I’ve tried increasing the number of OS-level threads available in Julia, e.g -t 5
or higher. In some of the test runs this indeed allows the main thread to see the results as they come in, but then it’s because thread 1 (i.e main thread) doesn’t have a worker task assigned. But this only starts to happen regularly from -t 8
or higher (e.g. double the number of physical cores).

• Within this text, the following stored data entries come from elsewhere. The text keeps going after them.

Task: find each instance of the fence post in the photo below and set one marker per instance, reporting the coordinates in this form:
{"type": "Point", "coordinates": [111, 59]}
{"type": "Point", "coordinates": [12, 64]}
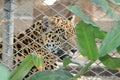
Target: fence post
{"type": "Point", "coordinates": [8, 33]}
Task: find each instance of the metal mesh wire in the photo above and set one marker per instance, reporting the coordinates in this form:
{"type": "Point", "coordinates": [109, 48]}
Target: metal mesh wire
{"type": "Point", "coordinates": [26, 12]}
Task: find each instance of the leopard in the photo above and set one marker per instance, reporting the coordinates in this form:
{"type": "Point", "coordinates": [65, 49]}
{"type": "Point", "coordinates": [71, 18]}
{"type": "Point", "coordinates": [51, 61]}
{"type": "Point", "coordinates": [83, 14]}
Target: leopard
{"type": "Point", "coordinates": [49, 37]}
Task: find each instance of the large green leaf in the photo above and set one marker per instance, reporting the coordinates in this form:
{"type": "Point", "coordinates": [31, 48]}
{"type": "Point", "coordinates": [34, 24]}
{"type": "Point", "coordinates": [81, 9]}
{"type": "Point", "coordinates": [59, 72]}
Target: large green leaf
{"type": "Point", "coordinates": [111, 41]}
{"type": "Point", "coordinates": [4, 73]}
{"type": "Point", "coordinates": [23, 69]}
{"type": "Point", "coordinates": [52, 75]}
{"type": "Point", "coordinates": [118, 49]}
{"type": "Point", "coordinates": [86, 40]}
{"type": "Point", "coordinates": [110, 62]}
{"type": "Point", "coordinates": [105, 6]}
{"type": "Point", "coordinates": [79, 13]}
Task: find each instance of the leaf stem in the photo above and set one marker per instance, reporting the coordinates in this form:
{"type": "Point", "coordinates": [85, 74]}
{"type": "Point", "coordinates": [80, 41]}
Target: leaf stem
{"type": "Point", "coordinates": [82, 70]}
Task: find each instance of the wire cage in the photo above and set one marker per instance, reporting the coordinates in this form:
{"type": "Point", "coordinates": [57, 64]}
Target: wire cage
{"type": "Point", "coordinates": [16, 16]}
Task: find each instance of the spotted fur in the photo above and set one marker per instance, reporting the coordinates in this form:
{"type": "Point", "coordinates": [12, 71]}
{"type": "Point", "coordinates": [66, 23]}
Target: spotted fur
{"type": "Point", "coordinates": [48, 37]}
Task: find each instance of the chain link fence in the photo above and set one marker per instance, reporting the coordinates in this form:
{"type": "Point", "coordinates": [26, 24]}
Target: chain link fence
{"type": "Point", "coordinates": [18, 15]}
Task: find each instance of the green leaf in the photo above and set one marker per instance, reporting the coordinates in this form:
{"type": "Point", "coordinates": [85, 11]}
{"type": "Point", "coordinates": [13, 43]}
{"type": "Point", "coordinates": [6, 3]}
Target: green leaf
{"type": "Point", "coordinates": [110, 62]}
{"type": "Point", "coordinates": [105, 6]}
{"type": "Point", "coordinates": [23, 69]}
{"type": "Point", "coordinates": [118, 49]}
{"type": "Point", "coordinates": [66, 61]}
{"type": "Point", "coordinates": [51, 75]}
{"type": "Point", "coordinates": [111, 41]}
{"type": "Point", "coordinates": [4, 73]}
{"type": "Point", "coordinates": [117, 2]}
{"type": "Point", "coordinates": [79, 13]}
{"type": "Point", "coordinates": [86, 40]}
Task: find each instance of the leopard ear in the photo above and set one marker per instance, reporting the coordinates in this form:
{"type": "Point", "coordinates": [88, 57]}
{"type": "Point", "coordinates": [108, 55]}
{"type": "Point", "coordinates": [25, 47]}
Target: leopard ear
{"type": "Point", "coordinates": [72, 19]}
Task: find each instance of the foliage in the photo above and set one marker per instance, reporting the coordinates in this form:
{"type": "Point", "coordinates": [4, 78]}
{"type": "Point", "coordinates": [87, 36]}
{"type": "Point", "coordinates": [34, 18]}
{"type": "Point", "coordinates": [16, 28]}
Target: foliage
{"type": "Point", "coordinates": [87, 31]}
{"type": "Point", "coordinates": [4, 73]}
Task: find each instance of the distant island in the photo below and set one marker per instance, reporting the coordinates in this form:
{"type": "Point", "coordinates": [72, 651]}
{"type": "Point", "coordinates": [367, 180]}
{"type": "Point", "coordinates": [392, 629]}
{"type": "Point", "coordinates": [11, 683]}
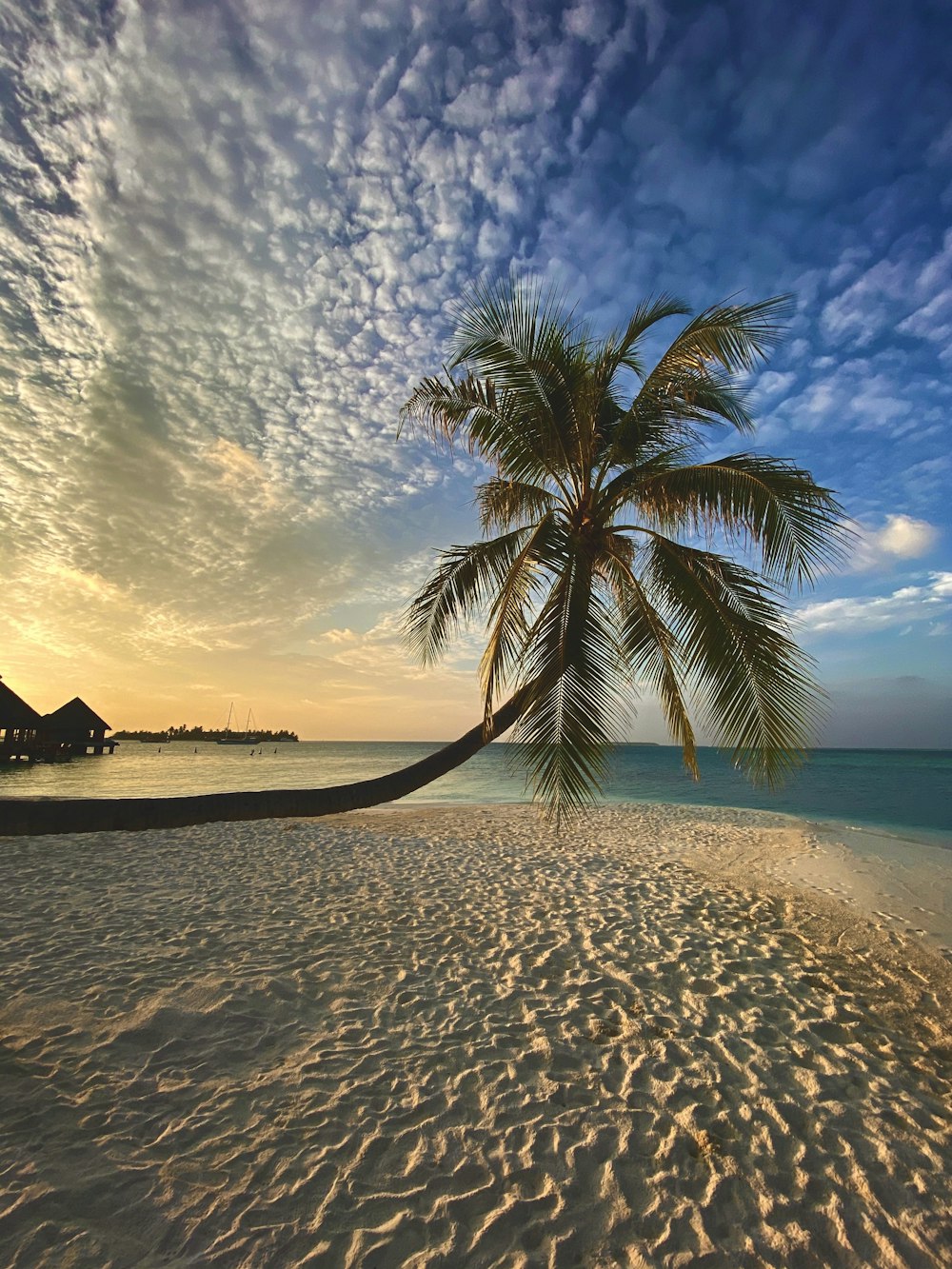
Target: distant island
{"type": "Point", "coordinates": [183, 732]}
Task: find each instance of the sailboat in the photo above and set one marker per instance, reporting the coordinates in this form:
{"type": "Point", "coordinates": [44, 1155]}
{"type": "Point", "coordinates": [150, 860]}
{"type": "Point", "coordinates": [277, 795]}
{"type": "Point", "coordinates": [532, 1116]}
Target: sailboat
{"type": "Point", "coordinates": [234, 738]}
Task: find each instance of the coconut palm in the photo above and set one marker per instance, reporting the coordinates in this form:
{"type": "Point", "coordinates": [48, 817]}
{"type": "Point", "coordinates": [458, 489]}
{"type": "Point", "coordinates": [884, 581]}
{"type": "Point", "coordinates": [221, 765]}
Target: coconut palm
{"type": "Point", "coordinates": [590, 570]}
{"type": "Point", "coordinates": [598, 570]}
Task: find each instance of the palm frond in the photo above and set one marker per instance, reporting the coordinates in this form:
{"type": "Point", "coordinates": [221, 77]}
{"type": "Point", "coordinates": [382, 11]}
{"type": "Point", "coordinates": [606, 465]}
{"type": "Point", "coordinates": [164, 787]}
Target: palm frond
{"type": "Point", "coordinates": [577, 702]}
{"type": "Point", "coordinates": [796, 523]}
{"type": "Point", "coordinates": [505, 504]}
{"type": "Point", "coordinates": [752, 682]}
{"type": "Point", "coordinates": [464, 583]}
{"type": "Point", "coordinates": [509, 616]}
{"type": "Point", "coordinates": [735, 336]}
{"type": "Point", "coordinates": [654, 654]}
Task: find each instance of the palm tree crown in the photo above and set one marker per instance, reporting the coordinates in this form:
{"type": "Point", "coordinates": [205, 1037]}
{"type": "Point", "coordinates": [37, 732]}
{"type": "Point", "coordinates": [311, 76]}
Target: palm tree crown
{"type": "Point", "coordinates": [585, 576]}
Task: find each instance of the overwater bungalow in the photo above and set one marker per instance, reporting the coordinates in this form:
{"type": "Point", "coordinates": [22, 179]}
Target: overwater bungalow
{"type": "Point", "coordinates": [18, 727]}
{"type": "Point", "coordinates": [78, 728]}
{"type": "Point", "coordinates": [29, 736]}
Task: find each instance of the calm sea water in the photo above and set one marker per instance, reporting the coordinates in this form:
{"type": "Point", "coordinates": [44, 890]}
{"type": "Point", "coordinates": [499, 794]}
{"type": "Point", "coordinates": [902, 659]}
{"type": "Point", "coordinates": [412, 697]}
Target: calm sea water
{"type": "Point", "coordinates": [904, 792]}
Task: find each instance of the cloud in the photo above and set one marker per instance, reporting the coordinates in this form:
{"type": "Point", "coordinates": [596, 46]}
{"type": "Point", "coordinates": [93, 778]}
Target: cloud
{"type": "Point", "coordinates": [861, 616]}
{"type": "Point", "coordinates": [902, 537]}
{"type": "Point", "coordinates": [234, 235]}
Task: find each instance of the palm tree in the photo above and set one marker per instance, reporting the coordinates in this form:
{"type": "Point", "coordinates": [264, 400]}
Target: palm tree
{"type": "Point", "coordinates": [585, 576]}
{"type": "Point", "coordinates": [588, 584]}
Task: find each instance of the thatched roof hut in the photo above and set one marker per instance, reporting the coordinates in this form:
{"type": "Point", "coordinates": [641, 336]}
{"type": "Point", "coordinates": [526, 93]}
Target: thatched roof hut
{"type": "Point", "coordinates": [78, 726]}
{"type": "Point", "coordinates": [15, 715]}
{"type": "Point", "coordinates": [75, 721]}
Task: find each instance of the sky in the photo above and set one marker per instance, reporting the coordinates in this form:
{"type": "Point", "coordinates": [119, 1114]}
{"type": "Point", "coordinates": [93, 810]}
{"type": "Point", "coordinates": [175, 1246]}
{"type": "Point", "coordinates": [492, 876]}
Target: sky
{"type": "Point", "coordinates": [231, 239]}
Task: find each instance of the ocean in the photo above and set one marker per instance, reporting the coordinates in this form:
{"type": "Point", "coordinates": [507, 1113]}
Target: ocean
{"type": "Point", "coordinates": [899, 792]}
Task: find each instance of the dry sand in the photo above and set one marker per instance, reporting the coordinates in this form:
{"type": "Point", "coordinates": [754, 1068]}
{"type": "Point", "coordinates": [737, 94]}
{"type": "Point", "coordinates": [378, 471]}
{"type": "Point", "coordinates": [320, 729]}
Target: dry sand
{"type": "Point", "coordinates": [448, 1037]}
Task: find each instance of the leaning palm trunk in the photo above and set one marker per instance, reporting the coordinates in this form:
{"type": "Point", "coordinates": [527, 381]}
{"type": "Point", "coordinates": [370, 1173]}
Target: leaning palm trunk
{"type": "Point", "coordinates": [29, 818]}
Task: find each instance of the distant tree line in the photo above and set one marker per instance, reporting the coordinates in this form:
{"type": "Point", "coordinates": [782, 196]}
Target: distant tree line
{"type": "Point", "coordinates": [185, 732]}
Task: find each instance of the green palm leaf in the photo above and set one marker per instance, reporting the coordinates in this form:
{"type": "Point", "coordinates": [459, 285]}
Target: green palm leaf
{"type": "Point", "coordinates": [589, 587]}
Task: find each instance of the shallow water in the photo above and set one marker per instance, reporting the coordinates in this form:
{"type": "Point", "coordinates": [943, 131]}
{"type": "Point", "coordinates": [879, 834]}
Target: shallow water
{"type": "Point", "coordinates": [902, 792]}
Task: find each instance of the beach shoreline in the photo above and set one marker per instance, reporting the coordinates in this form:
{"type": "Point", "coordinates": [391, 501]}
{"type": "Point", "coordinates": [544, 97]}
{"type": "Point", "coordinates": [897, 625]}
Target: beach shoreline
{"type": "Point", "coordinates": [447, 1036]}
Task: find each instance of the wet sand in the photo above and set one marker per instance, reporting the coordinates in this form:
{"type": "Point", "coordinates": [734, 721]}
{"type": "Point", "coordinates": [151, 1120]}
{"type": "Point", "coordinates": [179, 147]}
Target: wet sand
{"type": "Point", "coordinates": [448, 1037]}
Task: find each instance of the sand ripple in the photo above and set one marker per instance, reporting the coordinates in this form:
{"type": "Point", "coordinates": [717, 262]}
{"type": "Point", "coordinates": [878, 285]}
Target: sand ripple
{"type": "Point", "coordinates": [449, 1039]}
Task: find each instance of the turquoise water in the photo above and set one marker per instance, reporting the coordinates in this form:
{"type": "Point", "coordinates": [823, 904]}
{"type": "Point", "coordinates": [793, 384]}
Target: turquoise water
{"type": "Point", "coordinates": [904, 792]}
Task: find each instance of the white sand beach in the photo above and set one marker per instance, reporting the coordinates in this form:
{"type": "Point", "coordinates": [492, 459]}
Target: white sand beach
{"type": "Point", "coordinates": [448, 1037]}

In short, I could use some pointers how to approach this. I find the intermediate Task layer a bit confusing, although I can understand why it’s there, if the goal is to abstract away from OS-level threads into something perhaps a bit more user-friendly. But the lack of low-level control over OS-level threads is a bit surprising, as even in Python a threading.Thread
corresponds directly to a pthread (which can be useful when having computations that release the GIL, or working with lots of I/O connections that spend a lot of time being blocked, in which case the number of OS-level threads is not an issue).